The wolf shall dwell with the lamb, and the leopard shall lie down with the young goat.
Thats disgusting
It’s from the Bible you heathen
You expect me to believe that the Bbile is woke FU
Call this number for free sex *******
”I read the other day that we’ve got a 2nd brain and it’s down in our guts and it’s run by bacteria, and the bacteria spend their time telling us what to do.”
“No way! I didn’t know you had a first brain.”
“Sod off! Them bacteria tells us what we can and can’t eat and drink and when to go to bed and shit like that.”
“You mean I got a whole cancel culture inside me in my guts?”
“Yes indeed, I’m sorted now I took loadsa antibiotics to kill them off, no more cancel culture for me, eat what I like, drink what I like and go to bed when I want. I’ve learnt what explosive diahorrea is though.”

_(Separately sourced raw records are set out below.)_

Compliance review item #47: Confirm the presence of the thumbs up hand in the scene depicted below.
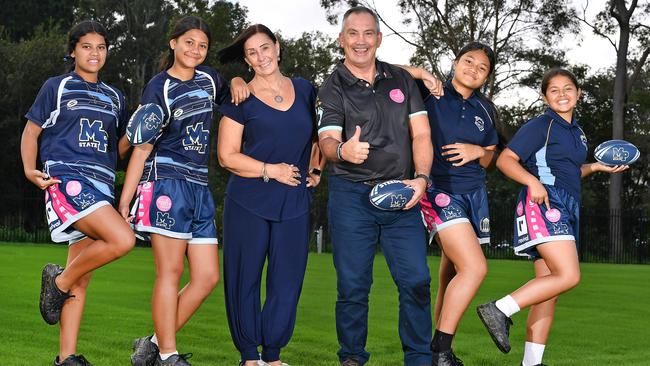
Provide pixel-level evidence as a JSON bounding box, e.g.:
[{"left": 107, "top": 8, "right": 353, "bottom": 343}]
[{"left": 341, "top": 126, "right": 370, "bottom": 164}]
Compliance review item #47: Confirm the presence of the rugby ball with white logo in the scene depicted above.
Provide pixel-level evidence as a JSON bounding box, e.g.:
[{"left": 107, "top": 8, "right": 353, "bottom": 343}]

It’s amazing what you can learn while listening to other people’s conversations in a bar, I didn’t know that about Peahens. Then again I had to listen to a lot of old pony before I learnt that.
I’ve stopped my experiment with rightwing bars now after hearing a discussion between a racist and the barperson about whether it was OK for him, the racist, to drink Coke (which is dark in colour) rather than Sprite (which is light coloured). I went over and suggested that he drink Fanta (which is orange coloured) as he is a fanatical supporter of an ex USA President. Laugh!!! No not really, which is why I left, quickly.